Buckley emerged as a public intellectual in 1951, shortly after graduating from Yale University, with his book God and Man at Yale, the first conservative complaint against the dominance of liberals at leading universities. Four years later, he started National Review, the magazine that really launched modern conservatism.
Buckley skillfully brought together libertarians, traditionalists, and anti-communists, including ex-communists who’d seen the light. While they had many philosophical differences that were often thrashed out in the pages of National Review, they agreed on a few large principles, notably opposition to communism internationally and to moves toward socialism at home.
Buckley’s home in Sharon, Conn., also served as the birthplace of Young Americans for Freedom, which became the nation’s largest conservative youth group. The group’s Sharon Statement outlined the principles of modern conservatism: individual liberty, limited government, the U.S. Constitution, federalism, the free-market economy and a strong national defense.
Those were the principles that Buckley and the conservatives in his orbit advanced from National Review’s founding in 1955, through the Barry Goldwater presidential campaign in 1964 and on to the election of Ronald Reagan in 1980, and even the Republican takeover of Congress in 1994. Conservatives who had been inspired by Buckley and Goldwater believed in 1980 and 1994 that their movement had finally achieved success.
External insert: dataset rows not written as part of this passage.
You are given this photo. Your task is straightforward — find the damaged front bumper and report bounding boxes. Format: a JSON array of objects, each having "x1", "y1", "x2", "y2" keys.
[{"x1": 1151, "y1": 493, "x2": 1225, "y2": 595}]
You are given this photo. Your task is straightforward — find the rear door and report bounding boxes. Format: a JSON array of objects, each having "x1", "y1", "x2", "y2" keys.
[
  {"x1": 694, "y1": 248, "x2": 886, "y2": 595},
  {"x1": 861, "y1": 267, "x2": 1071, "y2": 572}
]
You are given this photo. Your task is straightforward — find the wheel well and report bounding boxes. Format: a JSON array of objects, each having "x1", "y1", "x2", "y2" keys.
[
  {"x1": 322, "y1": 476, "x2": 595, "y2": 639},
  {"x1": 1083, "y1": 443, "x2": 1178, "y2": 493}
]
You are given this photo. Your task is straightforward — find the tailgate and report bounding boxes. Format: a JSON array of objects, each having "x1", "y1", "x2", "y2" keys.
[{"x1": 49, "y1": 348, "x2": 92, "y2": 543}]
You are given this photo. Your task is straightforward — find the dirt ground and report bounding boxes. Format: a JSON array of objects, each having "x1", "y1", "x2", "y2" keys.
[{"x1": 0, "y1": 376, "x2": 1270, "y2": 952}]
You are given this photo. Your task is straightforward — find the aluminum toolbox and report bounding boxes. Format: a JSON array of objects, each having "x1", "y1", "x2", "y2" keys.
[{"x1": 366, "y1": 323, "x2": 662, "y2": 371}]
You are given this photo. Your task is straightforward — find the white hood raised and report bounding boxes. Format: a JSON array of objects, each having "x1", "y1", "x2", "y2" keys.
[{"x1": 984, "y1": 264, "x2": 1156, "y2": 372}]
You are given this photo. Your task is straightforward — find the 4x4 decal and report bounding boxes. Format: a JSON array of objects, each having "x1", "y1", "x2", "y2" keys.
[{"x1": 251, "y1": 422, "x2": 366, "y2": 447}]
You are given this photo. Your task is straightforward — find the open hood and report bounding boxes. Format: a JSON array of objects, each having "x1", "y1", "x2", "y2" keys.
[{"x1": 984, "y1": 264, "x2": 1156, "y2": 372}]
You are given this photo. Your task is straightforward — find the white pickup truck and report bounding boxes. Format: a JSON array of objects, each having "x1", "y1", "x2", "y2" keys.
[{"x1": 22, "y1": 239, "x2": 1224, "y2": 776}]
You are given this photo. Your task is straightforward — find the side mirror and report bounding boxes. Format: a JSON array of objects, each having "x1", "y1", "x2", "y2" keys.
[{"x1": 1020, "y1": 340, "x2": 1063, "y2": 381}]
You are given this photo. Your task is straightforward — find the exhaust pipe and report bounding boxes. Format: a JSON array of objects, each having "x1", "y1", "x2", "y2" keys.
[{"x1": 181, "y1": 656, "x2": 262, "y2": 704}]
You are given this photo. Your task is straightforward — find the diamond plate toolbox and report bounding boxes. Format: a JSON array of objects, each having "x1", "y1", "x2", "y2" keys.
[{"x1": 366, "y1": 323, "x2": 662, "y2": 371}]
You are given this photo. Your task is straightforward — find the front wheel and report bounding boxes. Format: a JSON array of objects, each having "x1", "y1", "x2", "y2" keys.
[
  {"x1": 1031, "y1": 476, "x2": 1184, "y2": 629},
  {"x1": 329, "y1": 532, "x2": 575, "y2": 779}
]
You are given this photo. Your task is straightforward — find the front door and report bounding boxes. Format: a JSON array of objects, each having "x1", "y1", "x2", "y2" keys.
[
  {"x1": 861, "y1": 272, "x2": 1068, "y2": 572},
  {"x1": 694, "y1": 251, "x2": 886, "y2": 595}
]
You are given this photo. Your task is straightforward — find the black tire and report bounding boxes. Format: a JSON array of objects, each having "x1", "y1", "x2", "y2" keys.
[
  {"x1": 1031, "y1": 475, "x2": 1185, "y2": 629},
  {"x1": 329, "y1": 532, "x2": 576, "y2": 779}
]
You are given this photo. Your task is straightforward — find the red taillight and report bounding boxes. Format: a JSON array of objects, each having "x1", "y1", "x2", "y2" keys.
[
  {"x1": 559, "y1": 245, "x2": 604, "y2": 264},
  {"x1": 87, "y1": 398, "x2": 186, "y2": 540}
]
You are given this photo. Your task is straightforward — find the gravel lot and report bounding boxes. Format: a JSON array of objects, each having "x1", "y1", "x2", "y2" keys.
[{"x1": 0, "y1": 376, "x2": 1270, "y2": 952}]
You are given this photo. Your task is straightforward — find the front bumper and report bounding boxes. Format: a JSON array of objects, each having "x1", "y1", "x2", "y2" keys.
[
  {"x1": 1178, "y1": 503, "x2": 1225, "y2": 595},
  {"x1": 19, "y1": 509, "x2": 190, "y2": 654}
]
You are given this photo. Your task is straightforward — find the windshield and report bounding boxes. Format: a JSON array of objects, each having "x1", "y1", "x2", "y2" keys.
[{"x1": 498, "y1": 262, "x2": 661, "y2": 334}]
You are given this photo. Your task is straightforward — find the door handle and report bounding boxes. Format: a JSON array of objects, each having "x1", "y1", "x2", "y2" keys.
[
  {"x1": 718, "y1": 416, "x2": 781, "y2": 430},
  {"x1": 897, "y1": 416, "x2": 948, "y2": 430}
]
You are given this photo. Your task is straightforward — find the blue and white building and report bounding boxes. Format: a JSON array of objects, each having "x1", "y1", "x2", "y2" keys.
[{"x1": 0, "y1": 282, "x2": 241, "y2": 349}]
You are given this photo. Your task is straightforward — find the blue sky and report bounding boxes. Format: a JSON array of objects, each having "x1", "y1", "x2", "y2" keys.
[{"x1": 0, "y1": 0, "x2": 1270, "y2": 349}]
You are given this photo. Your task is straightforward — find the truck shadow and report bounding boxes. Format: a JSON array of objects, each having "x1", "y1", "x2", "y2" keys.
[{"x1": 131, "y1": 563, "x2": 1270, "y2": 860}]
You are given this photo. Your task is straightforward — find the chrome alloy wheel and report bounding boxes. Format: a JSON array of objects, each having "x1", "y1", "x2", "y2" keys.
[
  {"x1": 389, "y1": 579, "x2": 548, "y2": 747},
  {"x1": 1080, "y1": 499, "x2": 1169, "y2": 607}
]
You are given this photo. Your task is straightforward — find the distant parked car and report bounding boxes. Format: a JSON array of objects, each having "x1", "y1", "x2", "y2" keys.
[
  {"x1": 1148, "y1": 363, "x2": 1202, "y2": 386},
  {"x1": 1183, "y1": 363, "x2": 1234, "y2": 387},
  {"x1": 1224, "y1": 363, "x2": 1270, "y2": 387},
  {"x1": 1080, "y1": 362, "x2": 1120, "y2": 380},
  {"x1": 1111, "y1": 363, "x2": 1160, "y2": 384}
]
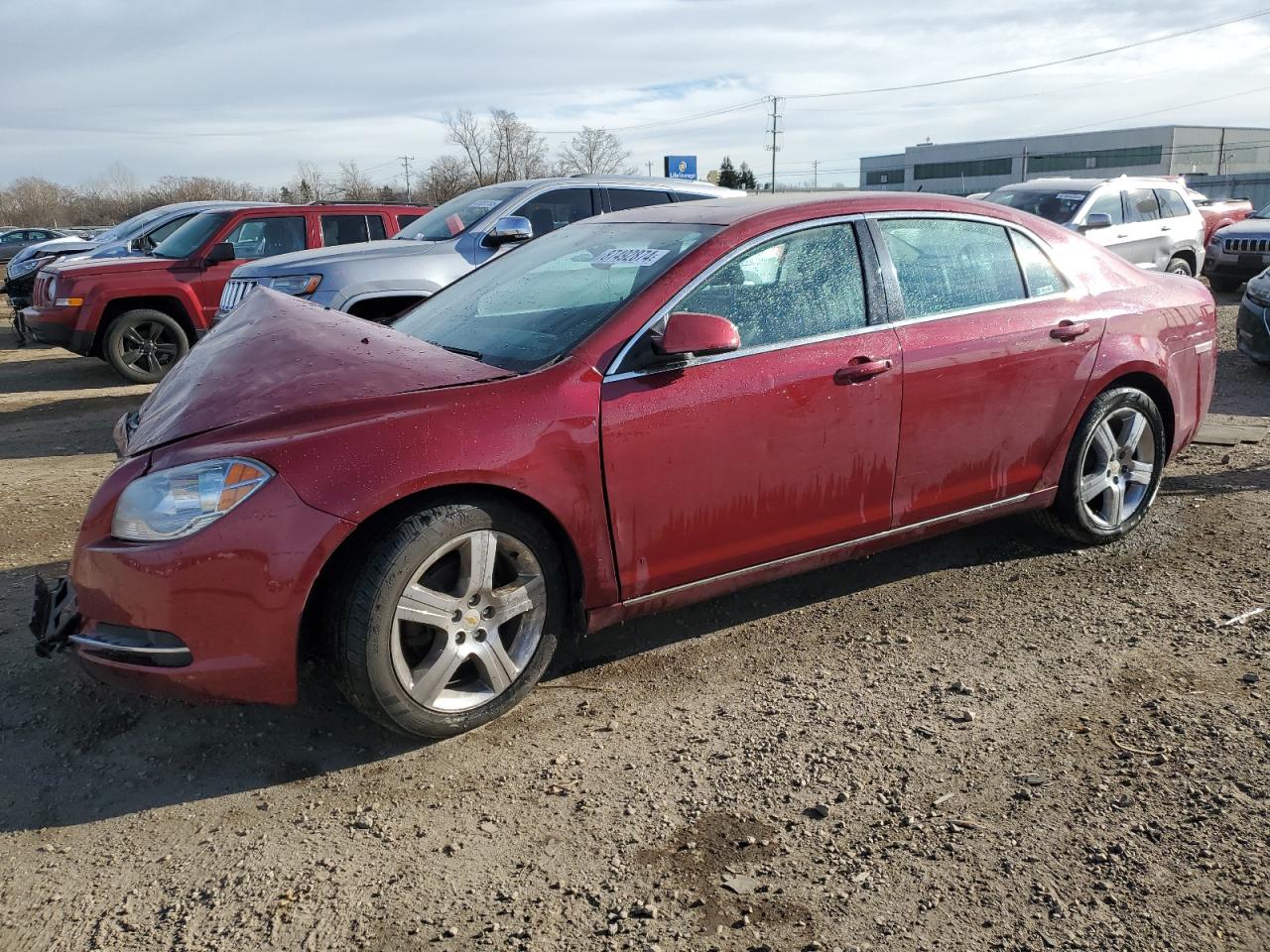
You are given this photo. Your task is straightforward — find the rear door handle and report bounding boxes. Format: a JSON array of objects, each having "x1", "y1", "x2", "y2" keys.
[
  {"x1": 1049, "y1": 321, "x2": 1089, "y2": 340},
  {"x1": 833, "y1": 357, "x2": 894, "y2": 384}
]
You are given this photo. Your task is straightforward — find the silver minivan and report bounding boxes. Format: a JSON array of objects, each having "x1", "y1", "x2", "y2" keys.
[
  {"x1": 214, "y1": 176, "x2": 745, "y2": 322},
  {"x1": 983, "y1": 176, "x2": 1204, "y2": 277}
]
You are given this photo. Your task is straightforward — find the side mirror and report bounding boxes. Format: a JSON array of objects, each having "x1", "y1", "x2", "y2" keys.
[
  {"x1": 207, "y1": 241, "x2": 237, "y2": 264},
  {"x1": 485, "y1": 214, "x2": 534, "y2": 248},
  {"x1": 653, "y1": 311, "x2": 740, "y2": 357}
]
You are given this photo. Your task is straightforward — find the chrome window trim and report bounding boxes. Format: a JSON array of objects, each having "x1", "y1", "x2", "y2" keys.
[
  {"x1": 604, "y1": 213, "x2": 863, "y2": 384},
  {"x1": 602, "y1": 210, "x2": 1080, "y2": 384}
]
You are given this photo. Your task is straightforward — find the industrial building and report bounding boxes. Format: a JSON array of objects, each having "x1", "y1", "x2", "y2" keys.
[{"x1": 860, "y1": 126, "x2": 1270, "y2": 195}]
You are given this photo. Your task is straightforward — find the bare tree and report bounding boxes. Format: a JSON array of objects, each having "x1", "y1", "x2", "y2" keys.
[
  {"x1": 557, "y1": 126, "x2": 635, "y2": 176},
  {"x1": 421, "y1": 155, "x2": 476, "y2": 204},
  {"x1": 339, "y1": 159, "x2": 376, "y2": 202}
]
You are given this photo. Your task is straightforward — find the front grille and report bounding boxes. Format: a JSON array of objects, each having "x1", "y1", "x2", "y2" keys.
[
  {"x1": 1225, "y1": 239, "x2": 1270, "y2": 254},
  {"x1": 221, "y1": 278, "x2": 258, "y2": 312}
]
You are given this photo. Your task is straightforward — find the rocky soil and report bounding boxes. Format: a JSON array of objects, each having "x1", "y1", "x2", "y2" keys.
[{"x1": 0, "y1": 296, "x2": 1270, "y2": 952}]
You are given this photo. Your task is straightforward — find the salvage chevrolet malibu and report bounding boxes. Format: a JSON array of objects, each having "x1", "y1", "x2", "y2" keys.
[{"x1": 33, "y1": 193, "x2": 1216, "y2": 736}]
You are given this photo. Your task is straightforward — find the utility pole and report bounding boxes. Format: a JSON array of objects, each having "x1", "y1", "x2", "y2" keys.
[
  {"x1": 765, "y1": 96, "x2": 781, "y2": 195},
  {"x1": 398, "y1": 155, "x2": 414, "y2": 202}
]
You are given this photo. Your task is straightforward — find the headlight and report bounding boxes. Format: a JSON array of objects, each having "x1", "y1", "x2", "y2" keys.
[
  {"x1": 262, "y1": 274, "x2": 321, "y2": 298},
  {"x1": 110, "y1": 458, "x2": 273, "y2": 542}
]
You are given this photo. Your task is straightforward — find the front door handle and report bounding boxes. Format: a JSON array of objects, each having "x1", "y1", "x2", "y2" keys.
[
  {"x1": 833, "y1": 357, "x2": 894, "y2": 384},
  {"x1": 1049, "y1": 321, "x2": 1089, "y2": 340}
]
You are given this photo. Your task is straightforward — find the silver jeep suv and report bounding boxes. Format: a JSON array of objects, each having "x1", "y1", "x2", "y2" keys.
[
  {"x1": 214, "y1": 176, "x2": 745, "y2": 322},
  {"x1": 984, "y1": 176, "x2": 1204, "y2": 277}
]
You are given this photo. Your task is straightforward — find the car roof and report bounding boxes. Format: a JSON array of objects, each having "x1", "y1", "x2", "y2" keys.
[{"x1": 603, "y1": 191, "x2": 1022, "y2": 225}]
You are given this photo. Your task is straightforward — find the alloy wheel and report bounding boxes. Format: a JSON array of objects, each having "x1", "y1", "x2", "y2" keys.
[
  {"x1": 391, "y1": 530, "x2": 546, "y2": 713},
  {"x1": 1080, "y1": 407, "x2": 1156, "y2": 530},
  {"x1": 121, "y1": 321, "x2": 181, "y2": 373}
]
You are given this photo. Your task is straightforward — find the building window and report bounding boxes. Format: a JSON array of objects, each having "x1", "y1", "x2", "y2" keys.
[
  {"x1": 865, "y1": 169, "x2": 904, "y2": 185},
  {"x1": 1028, "y1": 146, "x2": 1163, "y2": 176},
  {"x1": 913, "y1": 159, "x2": 1013, "y2": 178}
]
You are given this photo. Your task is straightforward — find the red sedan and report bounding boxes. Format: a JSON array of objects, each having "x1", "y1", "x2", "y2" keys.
[{"x1": 33, "y1": 193, "x2": 1216, "y2": 736}]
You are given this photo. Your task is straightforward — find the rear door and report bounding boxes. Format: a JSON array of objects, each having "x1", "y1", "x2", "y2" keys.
[
  {"x1": 872, "y1": 216, "x2": 1105, "y2": 526},
  {"x1": 600, "y1": 221, "x2": 902, "y2": 598}
]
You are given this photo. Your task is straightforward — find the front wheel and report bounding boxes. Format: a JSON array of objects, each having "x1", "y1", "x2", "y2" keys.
[
  {"x1": 101, "y1": 313, "x2": 190, "y2": 384},
  {"x1": 1042, "y1": 387, "x2": 1167, "y2": 544},
  {"x1": 326, "y1": 500, "x2": 568, "y2": 738}
]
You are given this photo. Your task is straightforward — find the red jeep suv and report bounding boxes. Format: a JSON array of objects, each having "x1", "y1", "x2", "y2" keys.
[{"x1": 23, "y1": 204, "x2": 431, "y2": 384}]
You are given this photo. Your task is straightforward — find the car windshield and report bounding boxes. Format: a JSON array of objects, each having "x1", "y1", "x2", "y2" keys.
[
  {"x1": 150, "y1": 212, "x2": 230, "y2": 258},
  {"x1": 393, "y1": 222, "x2": 718, "y2": 373},
  {"x1": 983, "y1": 187, "x2": 1089, "y2": 225},
  {"x1": 395, "y1": 185, "x2": 525, "y2": 241}
]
In the 1994 Contract with America, conservatives declared that they would deliver “the end of government that is too big, too intrusive, and too easy with the public’s money.” Then in 2000, for the first time Republicans took control of both houses of Congress and the White House. At last, conservatives believed, they would be able to deliver on the agenda they had been advancing for decades.
What happened? Republicans increased federal spending by a trillion dollars in six years. They passed the biggest expansion of entitlements since the LBJ years. They federalized education. They gave unprecedented power to the executive. They launched a massive nation-building project thousands of miles from home, to do in Iraq what conservatives would never expect government to do in the United States.
Even worse, the conservative intellectual movement abandoned its limited-government roots. The neoconservatives, who drifted over from the radical left, brought their commitment to an expansive government intimately involved in shaping the social and economic life of the nation. They transformed conservatism from rugged individualism to “national greatness.” The religious right demanded that government impose their social values on the whole country. Conservatives who had once rallied to a famous Reagan declaration — that “government is not the solution to our problem; government is the problem” — became loyal supporters of George W. Bush, who said, rather differently, “When somebody hurts, government has got to move.”
Buckley’s conservatives decried the shift of power from the states to the federal government and from Congress to the imperial presidency. Russell Kirk, a founding editor of National Review, wrote that conservatives seek to “limit and balance political power.” But in the Bush years, conservatives have sought to nationalize education, marriage law, family medical decisions and gun crimes.